A Debt Man Came for the Baby at Sundown, Until the Missing Bride Stepped From the Pines-felicia

The veiled woman did not come any closer at first. She stood where the pines thinned into the yard, one gloved hand pressed against the trunk of a blue spruce, her dress hem dark with snowmelt, her breath showing white through the netting drawn over her face.

Silas Row knew her before she lifted the veil.

Not by her face. He had never seen that. But by the way Marcus Garrett went still, as if a rifle had been leveled at the center of his coat.

Image

The two hired men shifted in their saddles. One looked toward Garrett, then toward the woman, then down at the ground as though he had suddenly found something interesting among the frozen wagon ruts. The other kept his hand near his pistol, but the certainty had gone out of his shoulders.

Garrett removed his hat with elegant slowness.

“Miss Wynn,” he said. “How careless of you to wander back into a matter already being settled.”

The woman’s fingers tightened on the spruce bark. The veil trembled once in the wind.

Silas stepped a little farther before the cabin door. Behind him, May’s cry rose sharp and thin, then broke into hiccupping sobs. That sound changed Clara. She lifted her chin. She crossed the yard with the stiff courage of a woman walking over stones barefoot and stopped near the chopping block, far enough from Garrett that he could not reach her without passing Silas.

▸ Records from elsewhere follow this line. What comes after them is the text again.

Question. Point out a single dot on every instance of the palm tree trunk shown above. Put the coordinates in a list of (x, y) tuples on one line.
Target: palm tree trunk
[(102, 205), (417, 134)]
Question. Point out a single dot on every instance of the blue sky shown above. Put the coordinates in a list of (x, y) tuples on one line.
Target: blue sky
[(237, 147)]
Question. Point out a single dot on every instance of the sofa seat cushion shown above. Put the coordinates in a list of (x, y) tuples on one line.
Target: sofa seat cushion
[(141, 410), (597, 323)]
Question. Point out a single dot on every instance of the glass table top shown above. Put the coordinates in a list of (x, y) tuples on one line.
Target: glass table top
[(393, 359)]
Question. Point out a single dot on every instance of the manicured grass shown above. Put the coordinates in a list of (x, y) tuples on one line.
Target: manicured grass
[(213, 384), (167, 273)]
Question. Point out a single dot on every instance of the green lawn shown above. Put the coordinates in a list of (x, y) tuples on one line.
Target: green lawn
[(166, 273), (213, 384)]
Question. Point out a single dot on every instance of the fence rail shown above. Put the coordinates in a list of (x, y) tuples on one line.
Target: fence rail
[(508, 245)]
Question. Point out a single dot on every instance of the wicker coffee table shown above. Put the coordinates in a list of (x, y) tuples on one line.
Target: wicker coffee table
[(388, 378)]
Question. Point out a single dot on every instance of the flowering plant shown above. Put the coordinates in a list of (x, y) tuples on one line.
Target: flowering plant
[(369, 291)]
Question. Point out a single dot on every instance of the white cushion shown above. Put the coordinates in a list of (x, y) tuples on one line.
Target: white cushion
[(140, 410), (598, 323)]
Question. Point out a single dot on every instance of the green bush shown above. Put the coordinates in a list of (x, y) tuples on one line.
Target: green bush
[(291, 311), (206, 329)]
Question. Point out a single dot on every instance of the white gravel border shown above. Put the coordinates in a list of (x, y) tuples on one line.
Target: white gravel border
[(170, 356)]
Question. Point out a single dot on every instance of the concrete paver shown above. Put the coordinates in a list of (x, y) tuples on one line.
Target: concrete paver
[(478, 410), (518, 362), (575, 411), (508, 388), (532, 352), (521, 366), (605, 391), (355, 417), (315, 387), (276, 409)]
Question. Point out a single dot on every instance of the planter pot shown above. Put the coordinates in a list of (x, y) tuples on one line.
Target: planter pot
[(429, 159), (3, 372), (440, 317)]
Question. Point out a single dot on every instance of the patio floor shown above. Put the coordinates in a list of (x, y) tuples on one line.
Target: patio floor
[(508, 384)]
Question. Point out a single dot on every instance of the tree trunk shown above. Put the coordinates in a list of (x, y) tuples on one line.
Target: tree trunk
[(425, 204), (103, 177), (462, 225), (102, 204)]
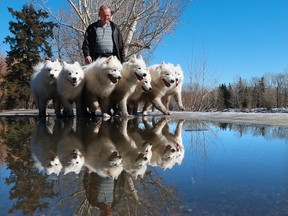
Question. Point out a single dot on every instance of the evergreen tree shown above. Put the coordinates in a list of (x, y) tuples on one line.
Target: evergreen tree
[(225, 95), (31, 34)]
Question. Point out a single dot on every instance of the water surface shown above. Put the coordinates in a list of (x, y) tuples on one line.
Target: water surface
[(141, 166)]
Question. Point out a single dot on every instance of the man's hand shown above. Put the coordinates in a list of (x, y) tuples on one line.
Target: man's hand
[(88, 59)]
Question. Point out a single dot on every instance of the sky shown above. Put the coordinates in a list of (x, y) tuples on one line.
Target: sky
[(235, 38)]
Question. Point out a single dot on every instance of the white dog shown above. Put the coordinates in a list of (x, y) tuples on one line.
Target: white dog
[(70, 84), (134, 71), (143, 86), (101, 77), (43, 85), (163, 77), (176, 90)]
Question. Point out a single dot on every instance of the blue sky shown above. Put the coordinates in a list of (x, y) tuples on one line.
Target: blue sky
[(246, 38)]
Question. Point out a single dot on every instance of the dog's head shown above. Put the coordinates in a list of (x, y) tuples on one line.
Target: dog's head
[(167, 74), (73, 73), (113, 67), (75, 162)]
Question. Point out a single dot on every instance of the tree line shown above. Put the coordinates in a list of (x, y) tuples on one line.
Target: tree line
[(36, 37)]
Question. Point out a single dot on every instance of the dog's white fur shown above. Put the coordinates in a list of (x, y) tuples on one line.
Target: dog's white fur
[(163, 77), (70, 84), (176, 90), (143, 86), (134, 71), (101, 77), (43, 85)]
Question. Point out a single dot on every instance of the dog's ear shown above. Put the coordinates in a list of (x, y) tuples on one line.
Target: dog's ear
[(77, 63), (108, 59), (133, 58)]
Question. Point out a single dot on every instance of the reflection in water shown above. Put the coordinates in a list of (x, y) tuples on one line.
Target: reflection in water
[(123, 166), (99, 162)]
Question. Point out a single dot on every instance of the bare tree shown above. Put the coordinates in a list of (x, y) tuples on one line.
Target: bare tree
[(143, 23)]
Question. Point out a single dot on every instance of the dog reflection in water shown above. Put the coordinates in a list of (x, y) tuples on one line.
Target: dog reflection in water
[(56, 147), (70, 147), (167, 147), (44, 148), (101, 155), (99, 191)]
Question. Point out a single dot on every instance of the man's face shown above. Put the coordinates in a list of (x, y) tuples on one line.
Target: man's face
[(105, 15)]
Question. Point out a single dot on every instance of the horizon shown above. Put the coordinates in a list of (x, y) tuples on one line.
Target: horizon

“Her name is May,” she said.

Garrett smiled with his lips only.

“Names are tender things. They do not settle accounts.”

Silas did not answer. He reached back, opened the cabin door with one hand, and spoke without turning.

“Mrs. Odell, take the child farther from the window.”

There was a hush inside, then the soft scrape of Laura Odell’s shoes over the floorboards. She had come that morning with bread wrapped in a flour sack and had stayed when she saw Silas checking the door bar a third time. Now she gathered May from the cradle by the hearth and moved toward the bedroom, murmuring low words against the baby’s hair.

Garrett’s gaze flicked to the open door.

“So,” he said, “the town has already begun mistaking charity for law.”

“No,” Clara said. “The town has begun mistaking you for what you are.”

One of the hired men made a small sound in his throat. Garrett did not look at him.

“You have been ill, Miss Wynn. Frightened. Alone too long. I shall not hold rash speech against you.”

“That would be the first debt you did not collect.”

The yard went quiet enough that Silas could hear water dripping from the eaves into the rain barrel. His hand rested open by his thigh. The hammer lay on the block within reach, black iron against sawdust. He did not take it. A man who had worked a forge since boyhood knew the cost of striking too soon.

Garrett’s pleasant face thinned.

“You will come with me,” he said to Clara. “We will discuss this privately, as decent people do. Mr. Row will return the infant, and I may yet decide not to involve the sheriff.”

Clara lifted both hands and pushed the veil back.

Her face was younger than Silas expected, but worn to sharpness. Wind had chapped her cheeks. Shadows lay beneath her eyes. A small scar crossed the corner of her mouth, pale against skin browned by mountain sun and cabin winters. Yet her eyes, dark and hollow with sleeplessness, held on to May’s crying through the walls.